À brisa da tarde, Adão falava com Deus no Paraíso (cf. Gn 3, 8). Criado à sua imagem e semelhança, o homem dirigia-se a Ele por meio do diálogo, com toda a admiração e a confiança de um filho.

As Sagradas Escrituras não registram esses colóquios, mas podemos imaginar quão sublimes eram! E tanta importância o Altíssimo dava à linguagem oral, que quis fazer o homem partícipe de sua obra criadora confiando-lhe o encargo de nomear os animais (cf. Gn 2, 19-20).

Entretanto, foi também pela palavra que a Serpente enredou nossos primeiros pais, os quais receberam, como castigo pelo pecado, a ordem divina de retornar à terra de que haviam se originado: “Tirarás dela com trabalhos penosos o teu sustento todos os dias de tua vida” (Gn 3, 17).

Fazia-se então premente a penitência cotidiana, como forma de conversão à primavera espiritual perdida.

Como se sabe, a origem da palavra conversão refere-se a um completo retorno. Nessa denotação, pode-se dizer que o primeiro homem deveria voltar a Deus por meio das agruras da terra, mesmo porque ele é pó e ao pó há de tornar (cf. Gn 3, 19).

Durante a história do povo eleito, Deus o mantinha sempre atento à sua aliança (cf. Gn 17, 4), convidando-o ao constante “retorno” para Ele e ameaçando-o em caso de prevaricação: “Só a vós Eu conheci de todas as famílias da terra, por isso Eu vos castigarei por todas as vossas faltas” (Am 3, 2).
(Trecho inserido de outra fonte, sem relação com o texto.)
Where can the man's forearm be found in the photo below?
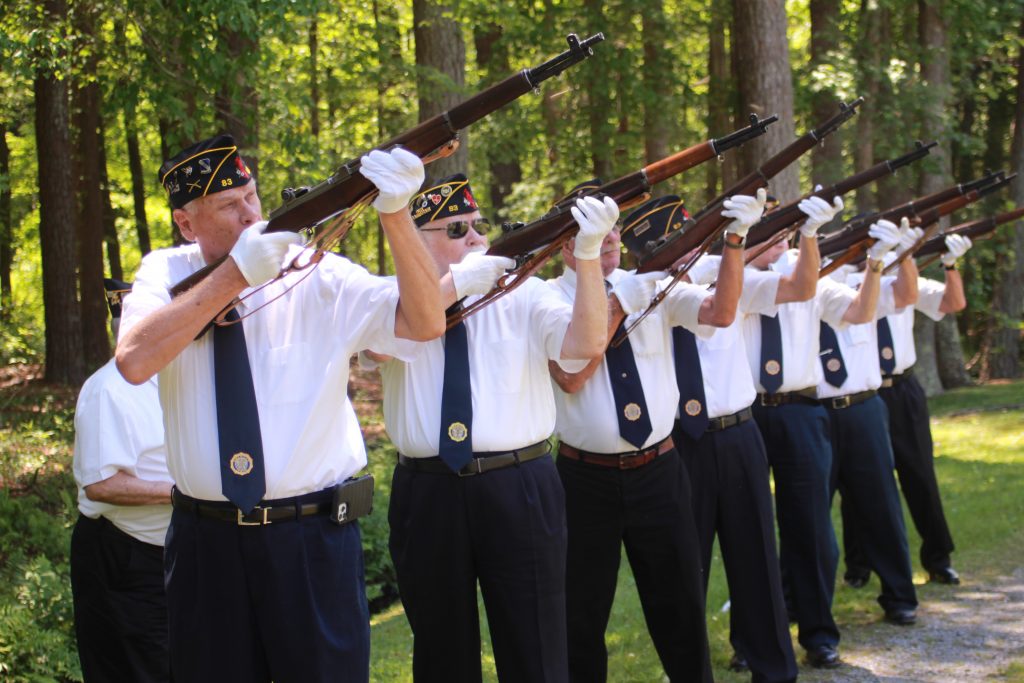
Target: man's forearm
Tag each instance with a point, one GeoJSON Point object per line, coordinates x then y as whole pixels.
{"type": "Point", "coordinates": [123, 488]}
{"type": "Point", "coordinates": [160, 337]}
{"type": "Point", "coordinates": [421, 312]}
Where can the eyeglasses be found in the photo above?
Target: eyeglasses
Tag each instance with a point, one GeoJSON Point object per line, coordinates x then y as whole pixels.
{"type": "Point", "coordinates": [459, 228]}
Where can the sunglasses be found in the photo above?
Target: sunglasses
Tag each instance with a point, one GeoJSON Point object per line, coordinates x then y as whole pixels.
{"type": "Point", "coordinates": [459, 228]}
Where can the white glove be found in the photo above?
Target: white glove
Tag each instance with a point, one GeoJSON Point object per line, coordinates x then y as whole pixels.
{"type": "Point", "coordinates": [886, 236]}
{"type": "Point", "coordinates": [818, 213]}
{"type": "Point", "coordinates": [908, 236]}
{"type": "Point", "coordinates": [477, 272]}
{"type": "Point", "coordinates": [259, 255]}
{"type": "Point", "coordinates": [397, 174]}
{"type": "Point", "coordinates": [635, 292]}
{"type": "Point", "coordinates": [956, 246]}
{"type": "Point", "coordinates": [596, 218]}
{"type": "Point", "coordinates": [744, 210]}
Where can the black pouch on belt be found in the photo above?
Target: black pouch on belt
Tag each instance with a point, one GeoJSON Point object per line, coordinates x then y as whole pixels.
{"type": "Point", "coordinates": [352, 499]}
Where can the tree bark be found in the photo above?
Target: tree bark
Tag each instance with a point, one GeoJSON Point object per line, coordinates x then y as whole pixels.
{"type": "Point", "coordinates": [440, 56]}
{"type": "Point", "coordinates": [765, 82]}
{"type": "Point", "coordinates": [95, 342]}
{"type": "Point", "coordinates": [56, 219]}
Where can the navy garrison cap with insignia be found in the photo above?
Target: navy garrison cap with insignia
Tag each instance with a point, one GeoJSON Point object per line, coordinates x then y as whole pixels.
{"type": "Point", "coordinates": [651, 220]}
{"type": "Point", "coordinates": [205, 168]}
{"type": "Point", "coordinates": [116, 292]}
{"type": "Point", "coordinates": [450, 197]}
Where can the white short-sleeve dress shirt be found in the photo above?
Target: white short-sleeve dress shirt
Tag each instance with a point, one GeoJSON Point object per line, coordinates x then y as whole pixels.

Desde o início de sua pregação, Jesus também convidou seus ouvintes à conversão, entendida enquanto completa mudança de mentalidade: “Convertei-vos, porque o Reino dos Céus está próximo” (Mt 4, 17).

Contudo, para se tornar um autêntico cristão não bastava apenas uma entrega inicial. Quis o Redentor firmar uma aliança com seus discípulos através do convívio, em especial por meio da conversa.

Não sem motivo, a palavra conversão tem a mesma raiz de conversa: conversar é também um “voltar-se”, especificamente para um interlocutor.

Durante seus colóquios, Jesus ensinava valendo-Se de parábolas, solucionava problemas, admoestava seus ouvintes; enfim, apontava que a conversão é um exercício cotidiano de relação “conversada” com Ele.

A mais extraordinária das conversões comprova o significado desse “retorno”: Saulo teve de ser literalmente lançado ao chão a fim de abrir os olhos para Aquele que antes perseguia; entretanto, sua conversão só se consumou pela “conversa”, ou seja, pela relação íntima com o Salvador (cf. Gal 1, 12).

Assim, segundo revelações privadas dignas de consideração, Paulo passou três anos no deserto num convívio diário com o Divino Mestre antes de se tornar o Apóstolo dos gentios.

Podemos então concluir que Deus certamente deseja o nosso jejum, mas este de nada serve se “devoramos” (cf. Gal 5, 15) o próximo com palavras mordazes.

Anseia também por nosso arrependimento, mas almeja vê-lo traduzido numa contínua mudança de vida, que frutifique em boas obras.

Ademais, espera de nós o silêncio, não como um modo de “retorno” a nós mesmos – isto é, uma “introversão” –, mas antes para volver nossos corações ao confiante diálogo com Ele.

Quer, enfim, a penitência como forma de retornar à terra e reparar o pecado, mas sem que isso impeça de elevar nossos olhos para o Céu.

Com efeito, na pátria definitiva, já não mais haverá necessidade de conversão, pois lá conversaremos eternamente com o Criador.